Among all the types of carnivorous plants, snap traps—represented mainly by the iconic Venus flytrap—have fascinated us for centuries. Even Darwin was mesmerized by the plant describing it as “one of the most wonderful in the world.” After all, when do we get to see plants actively “hunting” for insects? It is the Venus fly trap that reminds us that plants are really alive—and can also be murderous.
Only two plants have evolved into snap traps. The first, of course, is the Venus flytrap, also known as Dionaea Muscipula, and is found only in the coastal bogs and swamps of North and South Carolina, USA. The second one, believed to be its close descendent, is the waterwheel plant, Aldrovanda vesiculosa. As its name suggests, it is an underwater plant that grows in shallow acidic waters of wetlands in central Europe, East Asia, Africa, and Australia.
As mentioned in Part One, carnivorous plants grow in nutrient-poor areas—especially those devoid of nitrogen—and this is why they have resorted to carnivory in the first place.
Contrary to our expectations, the Venus flytrap is actually quite small. The entire plant can reach about 13 cm (5 inches) in diameter while traps are usually about 2.5 cm (an inch) in length but can reach to a maximum of 5 cm (2 inches)—far from the monstrous image we have of traps devouring large prey. Under moderate conditions, a single plant can have 4 to 8 traps; if conditions are great, trap numbers can soar up to 20 per plant.
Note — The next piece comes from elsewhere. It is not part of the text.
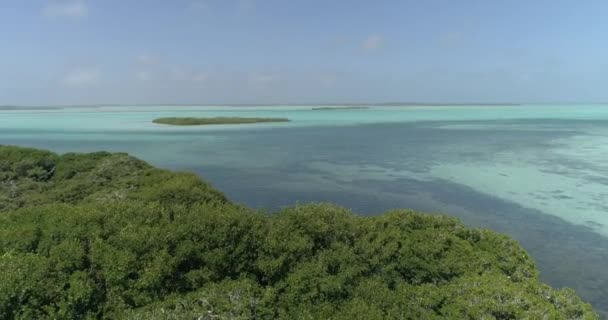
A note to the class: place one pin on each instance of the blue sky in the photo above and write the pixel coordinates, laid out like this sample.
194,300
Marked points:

If you thought that was small, the traps of the waterwheel plant tiny. Each leaf trap, which grows in whorls along the main stem, is only 2 to 7 mm in length—about the length of a corn kernel. The main stem of this rootless, floating aquatic plant can grow more than a foot long.
You might wonder how a plant “hunts” for prey. Why would a bug flying far away want to visit the Venus Fly Trap? It turns out that the Venus flytrap attracts insects from distant locations by releasing volatile scents mimicking those emitted by fruits and flowers. Scientists found that fruit flies are lured towards the plant because of odors emitted that mimicked ripe and rotten fruits—their natural food source. As a result, scientists believe that hungry insects—particularly flies—are duped into visiting the plant in anticipation of a tasty meal.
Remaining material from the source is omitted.